His research has focused on understanding the physical and chemical properties of matter in condensed and molecular phases using computational methods based on first-principles microscopic quantum theory.
Parrinello has been professor of computational science at ETH Zurich since 2001 and for part of this time was also director of the Swiss Center for Scientific Computing (CSCS) in Manno, Switzerland. Prior to joining ETH, he was director at the Max Planck Institute for Solid State Research in Stuttgart, Germany; manager at the IBM Research Laboratory in Zurich; and professor at SISSA in Trieste, Italy.
Parrinello's scientific interests include the study of complex chemical reactions, hydrogen-bonded systems, catalysis, materials science and large-scale motion in proteins.
He holds five honorary doctorates and received the 2009 Dirac Medal of the International Centre for Theoretical Physics, the 2006 Somaini prize of the Italian Physical Society, the 2001 American Chemical Society Award in Theoretical Chemistry, the 1995 Raman prize, and the 1990 Europhysics prize. He is a member of the Royal Society (UK), the Accademia dei Lincei (Italy), the Max Planck Institute (Germany), the American Physical Society, the International Academy of Quantum Molecular Science, and the Berlin-Brandenburgische Akademie der Wissenschaften.
Established in 1992 in memory of high-performance computing pioneer Sidney Fernbach, the award recognizes innovative approaches to HPC applications.

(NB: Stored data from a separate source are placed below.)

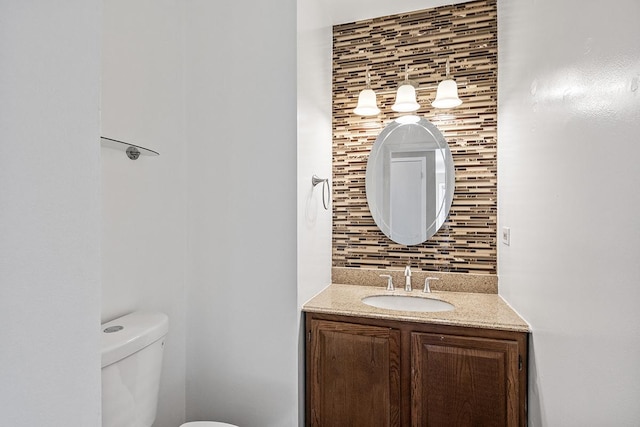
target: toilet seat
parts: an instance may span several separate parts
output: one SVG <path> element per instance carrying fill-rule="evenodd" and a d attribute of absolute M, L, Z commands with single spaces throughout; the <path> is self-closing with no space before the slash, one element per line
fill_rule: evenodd
<path fill-rule="evenodd" d="M 233 424 L 221 423 L 218 421 L 191 421 L 184 423 L 180 427 L 238 427 Z"/>

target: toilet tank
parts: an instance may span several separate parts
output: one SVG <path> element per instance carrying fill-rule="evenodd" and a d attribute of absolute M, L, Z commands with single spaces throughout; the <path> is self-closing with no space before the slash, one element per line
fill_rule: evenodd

It acknowledges outstanding contributions in developing numerical algorithms and mathematical software that are important for computational modeling and simulation, or for using high-performance computers to solve large computational problems.
William Gropp, a developer of the message passing interface, was the 2008 winner of the Fernbach Award. Previous Sidney Fernbach Award recipients include Edward Seidel, John B. Bell, Marsha Berger, and Jack J. Dongarra.